SPB: So you feel we are on the cusp?
GL: I’m hopeful. The demand is there.
SPB: You talk about wanting your film to help people “see their own family members as other people.” This is something I think many people struggle with—it’s so hard to see your parents, especially, as people with their own wants and desires. Can you comment on that a little bit?
GL: Its interesting because the film started as my story, the story of Samantha Wong (the eldest sister). Then friends gave me feedback onthe script and I realized that it was a film around the family story, perhaps even centering around the father. It wasn’t until I started working with the parents actors (Tzi Ma, Freda Foh Shen) about the backstory—they wanted to know: “Why does he feel this way?” “Why would she act like that?”—that became more aware of the parents’ perspective. My parents are more than just my mother and father they are people, too. Working through the process of making the film made it a much more balanced perspective. That helped me view my own parents as more than just my mom and dad.
SPB: Why was it important for you to tell this story? What message do you want to convey?
GL:For me that point in my life was 4-5 years ago when script was being written. I was addressing themes of empty nest feelings for parents, dislocation, a family that is both geographically and emotionally removed from each other. The first dinner scene is full of awkard chatter. Everyone is talking but no one is listening to each other. The father is most aware that things aren’t right. It’s an expression of what my family was going through at the time, and Samantha’s journey related to me. It was a nostalgia for a time when our family was all together. Even though things werent rosy-perfect, I was wanting to recapture a unique period in time.
SPB: What is the advantage of being a woman in Hollywood?
GL: Are there advantages? I think it’s a huge disadvantage.
SPB: I was trying to focus on the positive...
GL: It’s still a disadvantage. There are very few female directors in hollywood. Five percent is staggeringly low number. It’s much more male dominated than any other industry. Directors are traditionally men, being a woman had not been traditionally embraced. It is changing with women like Sofia Coppola, Nancy Myers, Penny Marshall...the problem is that you can name them all.
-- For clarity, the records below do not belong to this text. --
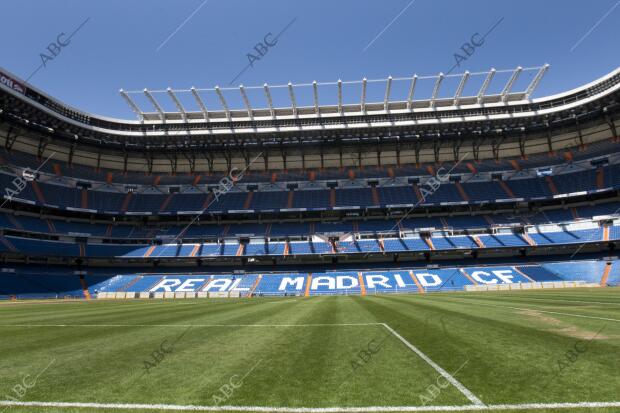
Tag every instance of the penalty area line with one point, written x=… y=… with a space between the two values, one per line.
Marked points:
x=189 y=325
x=370 y=409
x=470 y=396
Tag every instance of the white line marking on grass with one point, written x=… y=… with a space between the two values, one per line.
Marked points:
x=472 y=398
x=548 y=312
x=190 y=325
x=567 y=300
x=369 y=409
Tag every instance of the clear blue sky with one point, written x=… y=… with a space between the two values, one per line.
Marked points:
x=122 y=42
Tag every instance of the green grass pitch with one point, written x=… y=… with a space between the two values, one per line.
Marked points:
x=514 y=348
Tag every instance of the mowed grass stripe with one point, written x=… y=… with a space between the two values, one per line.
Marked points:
x=507 y=351
x=512 y=357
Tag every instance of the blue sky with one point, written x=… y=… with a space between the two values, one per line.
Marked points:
x=183 y=43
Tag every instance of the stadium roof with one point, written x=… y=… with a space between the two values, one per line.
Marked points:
x=455 y=96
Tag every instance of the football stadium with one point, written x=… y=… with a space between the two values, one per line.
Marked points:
x=442 y=242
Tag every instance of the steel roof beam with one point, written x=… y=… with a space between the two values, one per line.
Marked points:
x=155 y=104
x=201 y=105
x=459 y=89
x=246 y=101
x=414 y=80
x=177 y=103
x=132 y=104
x=223 y=102
x=511 y=82
x=534 y=83
x=363 y=98
x=340 y=108
x=315 y=90
x=269 y=100
x=485 y=84
x=436 y=88
x=388 y=89
x=291 y=94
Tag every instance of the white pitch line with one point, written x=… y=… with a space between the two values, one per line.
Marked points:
x=566 y=300
x=470 y=396
x=264 y=409
x=547 y=311
x=191 y=325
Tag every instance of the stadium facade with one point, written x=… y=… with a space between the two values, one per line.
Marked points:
x=404 y=194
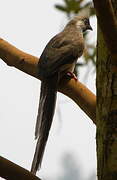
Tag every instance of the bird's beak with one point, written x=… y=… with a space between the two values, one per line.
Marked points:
x=89 y=27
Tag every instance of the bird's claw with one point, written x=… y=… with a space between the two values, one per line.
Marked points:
x=72 y=75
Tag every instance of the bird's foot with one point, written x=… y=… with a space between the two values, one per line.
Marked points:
x=72 y=75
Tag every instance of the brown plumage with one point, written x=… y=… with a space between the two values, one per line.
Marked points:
x=58 y=58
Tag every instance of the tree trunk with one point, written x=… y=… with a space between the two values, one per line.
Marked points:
x=106 y=113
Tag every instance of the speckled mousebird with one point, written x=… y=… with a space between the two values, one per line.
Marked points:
x=58 y=58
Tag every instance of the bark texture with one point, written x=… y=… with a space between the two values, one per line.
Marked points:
x=106 y=113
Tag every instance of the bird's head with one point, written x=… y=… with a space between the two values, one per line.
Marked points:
x=83 y=23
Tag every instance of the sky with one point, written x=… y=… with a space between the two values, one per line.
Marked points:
x=29 y=25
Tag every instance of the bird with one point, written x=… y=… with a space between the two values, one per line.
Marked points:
x=58 y=58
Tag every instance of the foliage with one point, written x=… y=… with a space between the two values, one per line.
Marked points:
x=72 y=7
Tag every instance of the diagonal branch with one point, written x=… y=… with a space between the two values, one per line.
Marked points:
x=28 y=64
x=107 y=22
x=11 y=171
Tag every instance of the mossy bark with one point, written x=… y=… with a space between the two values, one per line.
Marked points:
x=106 y=112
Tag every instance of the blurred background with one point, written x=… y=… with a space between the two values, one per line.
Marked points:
x=71 y=148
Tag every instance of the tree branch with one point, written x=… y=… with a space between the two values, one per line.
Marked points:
x=108 y=23
x=28 y=64
x=11 y=171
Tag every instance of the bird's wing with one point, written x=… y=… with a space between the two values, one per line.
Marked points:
x=56 y=54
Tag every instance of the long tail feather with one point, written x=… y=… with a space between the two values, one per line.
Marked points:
x=44 y=118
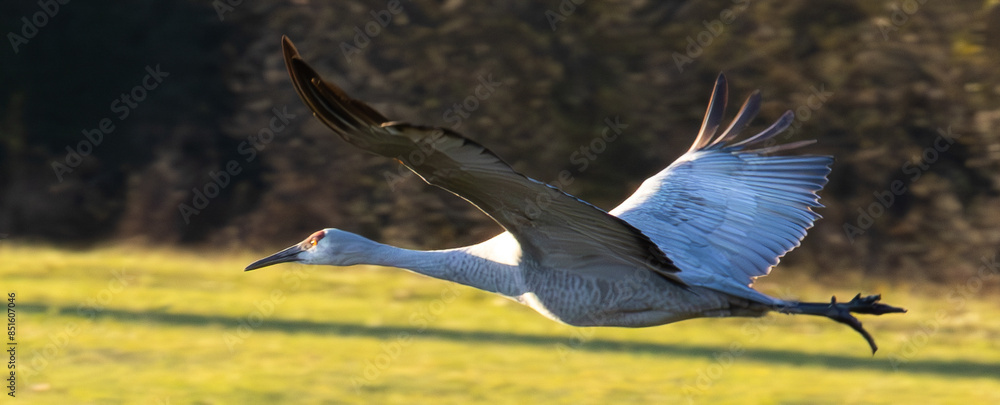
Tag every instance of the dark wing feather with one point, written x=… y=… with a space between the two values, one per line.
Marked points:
x=554 y=228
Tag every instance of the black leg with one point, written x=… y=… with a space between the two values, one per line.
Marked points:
x=841 y=312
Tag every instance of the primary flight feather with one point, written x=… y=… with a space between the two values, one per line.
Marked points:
x=687 y=244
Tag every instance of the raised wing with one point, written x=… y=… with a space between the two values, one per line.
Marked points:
x=726 y=212
x=554 y=229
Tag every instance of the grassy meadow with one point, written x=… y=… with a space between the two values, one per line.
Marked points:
x=121 y=325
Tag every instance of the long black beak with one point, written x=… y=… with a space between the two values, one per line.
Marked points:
x=288 y=255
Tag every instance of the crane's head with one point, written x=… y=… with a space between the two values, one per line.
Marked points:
x=329 y=246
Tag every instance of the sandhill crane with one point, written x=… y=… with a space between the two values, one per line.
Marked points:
x=687 y=244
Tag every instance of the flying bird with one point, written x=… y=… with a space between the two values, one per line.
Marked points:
x=688 y=243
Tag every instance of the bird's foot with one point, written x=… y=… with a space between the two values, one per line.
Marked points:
x=841 y=312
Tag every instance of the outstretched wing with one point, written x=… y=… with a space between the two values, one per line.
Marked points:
x=725 y=211
x=553 y=228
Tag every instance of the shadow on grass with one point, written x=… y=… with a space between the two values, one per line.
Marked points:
x=960 y=368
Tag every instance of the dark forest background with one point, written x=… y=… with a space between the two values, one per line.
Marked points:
x=899 y=91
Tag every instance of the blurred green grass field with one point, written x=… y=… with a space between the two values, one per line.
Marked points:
x=121 y=325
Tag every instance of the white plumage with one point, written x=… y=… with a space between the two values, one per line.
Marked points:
x=688 y=243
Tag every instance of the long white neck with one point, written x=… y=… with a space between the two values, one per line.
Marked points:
x=461 y=265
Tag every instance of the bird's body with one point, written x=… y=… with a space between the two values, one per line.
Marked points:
x=688 y=243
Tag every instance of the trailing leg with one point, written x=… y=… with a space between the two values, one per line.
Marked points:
x=841 y=312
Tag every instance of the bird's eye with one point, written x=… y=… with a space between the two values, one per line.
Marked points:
x=314 y=239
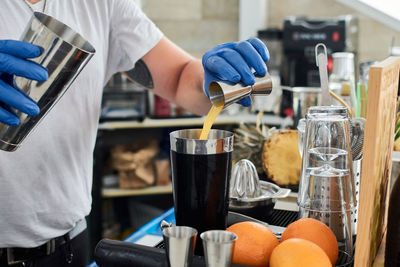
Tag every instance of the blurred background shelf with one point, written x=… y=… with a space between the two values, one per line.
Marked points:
x=152 y=190
x=272 y=120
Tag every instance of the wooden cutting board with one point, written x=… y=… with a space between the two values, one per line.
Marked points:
x=377 y=159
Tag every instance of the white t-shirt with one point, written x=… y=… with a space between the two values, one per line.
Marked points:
x=45 y=186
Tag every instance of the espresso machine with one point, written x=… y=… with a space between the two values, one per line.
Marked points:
x=300 y=35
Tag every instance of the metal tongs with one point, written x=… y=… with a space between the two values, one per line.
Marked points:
x=321 y=59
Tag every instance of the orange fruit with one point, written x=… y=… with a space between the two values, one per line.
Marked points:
x=254 y=244
x=296 y=252
x=316 y=232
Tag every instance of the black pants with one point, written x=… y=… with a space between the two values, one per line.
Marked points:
x=78 y=246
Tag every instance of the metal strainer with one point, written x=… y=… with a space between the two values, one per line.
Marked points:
x=246 y=189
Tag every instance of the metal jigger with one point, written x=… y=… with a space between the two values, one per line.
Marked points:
x=179 y=245
x=220 y=91
x=218 y=247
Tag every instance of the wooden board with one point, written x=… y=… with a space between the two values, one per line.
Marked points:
x=377 y=162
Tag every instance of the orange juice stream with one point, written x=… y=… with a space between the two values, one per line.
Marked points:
x=211 y=116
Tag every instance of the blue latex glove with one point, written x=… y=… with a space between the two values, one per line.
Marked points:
x=233 y=63
x=14 y=57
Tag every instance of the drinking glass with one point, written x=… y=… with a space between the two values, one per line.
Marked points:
x=301 y=128
x=326 y=190
x=201 y=171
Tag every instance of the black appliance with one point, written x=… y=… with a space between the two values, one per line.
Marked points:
x=300 y=35
x=123 y=100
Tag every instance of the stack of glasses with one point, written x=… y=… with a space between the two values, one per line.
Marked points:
x=326 y=190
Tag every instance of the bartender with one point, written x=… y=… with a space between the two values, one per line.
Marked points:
x=45 y=186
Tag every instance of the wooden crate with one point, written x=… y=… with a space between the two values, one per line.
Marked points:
x=377 y=159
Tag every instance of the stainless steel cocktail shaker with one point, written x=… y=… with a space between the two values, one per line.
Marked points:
x=65 y=55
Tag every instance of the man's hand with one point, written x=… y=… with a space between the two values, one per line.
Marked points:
x=233 y=63
x=14 y=57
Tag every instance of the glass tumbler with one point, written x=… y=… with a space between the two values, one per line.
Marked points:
x=326 y=190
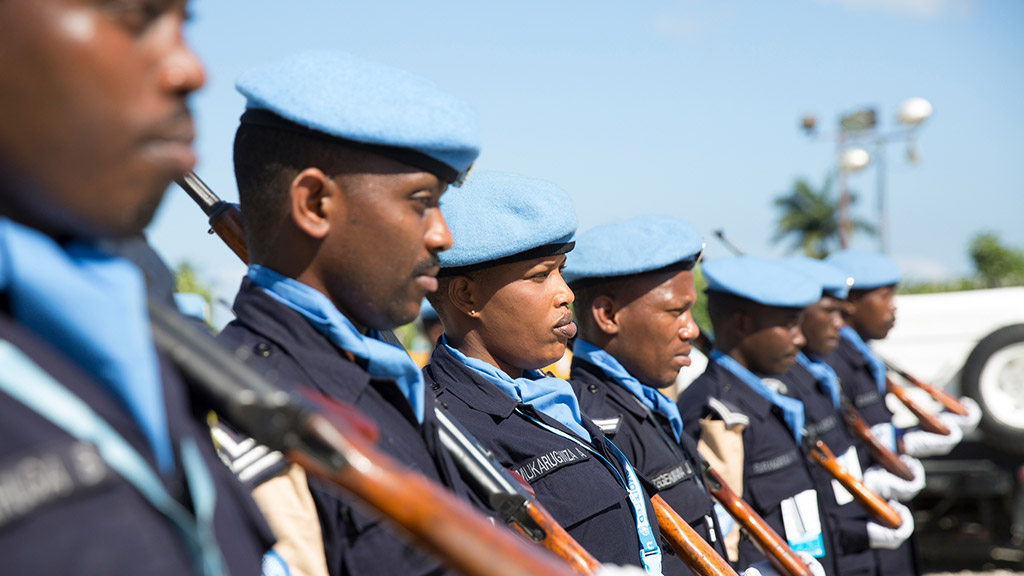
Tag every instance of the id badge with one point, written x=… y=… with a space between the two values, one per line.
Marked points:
x=886 y=434
x=802 y=523
x=849 y=461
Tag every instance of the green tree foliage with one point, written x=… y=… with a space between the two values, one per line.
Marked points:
x=996 y=264
x=810 y=218
x=186 y=280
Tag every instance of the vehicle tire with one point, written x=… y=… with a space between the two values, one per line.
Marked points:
x=993 y=376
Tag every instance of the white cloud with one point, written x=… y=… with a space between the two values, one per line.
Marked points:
x=920 y=8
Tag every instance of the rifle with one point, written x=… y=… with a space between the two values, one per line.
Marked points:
x=773 y=546
x=688 y=545
x=821 y=455
x=460 y=536
x=926 y=419
x=508 y=497
x=948 y=401
x=488 y=479
x=882 y=455
x=879 y=508
x=225 y=218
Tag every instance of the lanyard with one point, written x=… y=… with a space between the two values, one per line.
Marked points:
x=28 y=383
x=650 y=552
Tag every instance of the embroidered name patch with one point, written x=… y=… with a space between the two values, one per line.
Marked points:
x=866 y=399
x=826 y=424
x=31 y=481
x=551 y=461
x=776 y=463
x=673 y=476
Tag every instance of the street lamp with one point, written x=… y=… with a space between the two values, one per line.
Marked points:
x=860 y=127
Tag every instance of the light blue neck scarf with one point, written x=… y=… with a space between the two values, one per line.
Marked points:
x=823 y=374
x=550 y=396
x=650 y=397
x=873 y=362
x=92 y=307
x=793 y=409
x=383 y=360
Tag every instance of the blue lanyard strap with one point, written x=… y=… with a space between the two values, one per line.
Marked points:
x=650 y=552
x=26 y=382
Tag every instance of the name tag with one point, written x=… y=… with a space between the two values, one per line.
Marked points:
x=802 y=523
x=849 y=461
x=551 y=461
x=31 y=481
x=673 y=476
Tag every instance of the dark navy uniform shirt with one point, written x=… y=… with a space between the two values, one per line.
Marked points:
x=64 y=511
x=285 y=343
x=858 y=385
x=849 y=520
x=580 y=492
x=774 y=467
x=646 y=440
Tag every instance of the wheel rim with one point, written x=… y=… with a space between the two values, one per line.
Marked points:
x=1001 y=386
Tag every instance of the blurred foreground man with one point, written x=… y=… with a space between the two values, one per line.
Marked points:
x=103 y=467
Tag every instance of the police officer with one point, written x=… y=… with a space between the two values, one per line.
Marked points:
x=816 y=386
x=634 y=290
x=506 y=314
x=103 y=468
x=341 y=164
x=869 y=314
x=747 y=428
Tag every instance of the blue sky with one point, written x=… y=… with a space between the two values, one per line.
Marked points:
x=688 y=108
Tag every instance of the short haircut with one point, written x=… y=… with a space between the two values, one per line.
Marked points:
x=267 y=159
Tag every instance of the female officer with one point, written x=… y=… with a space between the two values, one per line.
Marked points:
x=506 y=314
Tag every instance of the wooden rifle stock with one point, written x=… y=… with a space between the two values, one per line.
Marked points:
x=926 y=419
x=520 y=510
x=876 y=506
x=688 y=545
x=773 y=546
x=948 y=401
x=510 y=496
x=882 y=455
x=458 y=535
x=225 y=218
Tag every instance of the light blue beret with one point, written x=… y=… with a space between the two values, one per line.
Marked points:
x=834 y=282
x=762 y=281
x=498 y=217
x=633 y=246
x=387 y=109
x=869 y=270
x=427 y=312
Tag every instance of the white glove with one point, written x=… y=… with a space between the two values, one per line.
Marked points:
x=968 y=423
x=812 y=563
x=612 y=570
x=764 y=567
x=888 y=485
x=921 y=444
x=881 y=537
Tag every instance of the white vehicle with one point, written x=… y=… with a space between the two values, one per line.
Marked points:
x=970 y=343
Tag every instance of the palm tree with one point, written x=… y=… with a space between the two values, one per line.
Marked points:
x=811 y=218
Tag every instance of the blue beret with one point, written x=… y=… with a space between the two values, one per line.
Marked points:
x=634 y=246
x=834 y=282
x=869 y=270
x=387 y=110
x=427 y=312
x=762 y=281
x=497 y=217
I suppose that having a women’s perspective is a positive thing.I finally realized that I have to stop apologizing for being a feminist. We naturally bring a different point of view, we see things differently and that is helpful. People are always looking for a new perspective and that is an advantage.
SPB: What is your next project?
GL: It’s called Forbidden City. It’s a surreal film noir set in modern-day New York City. It’s about a young woman who loses her mother and explores—in a Charlie Kaufman-esque way—the experience of love, loss, and grieving. I’m currently writing it.
SPB: Do you read any blogs?
GL: (laughs) I’m embarrased to say...no. Should I? What should I be reading?
SPB: Well, I could certainly fill up your inbox with suggestions! Thank you so much for talking with me, Georgia. Continued success!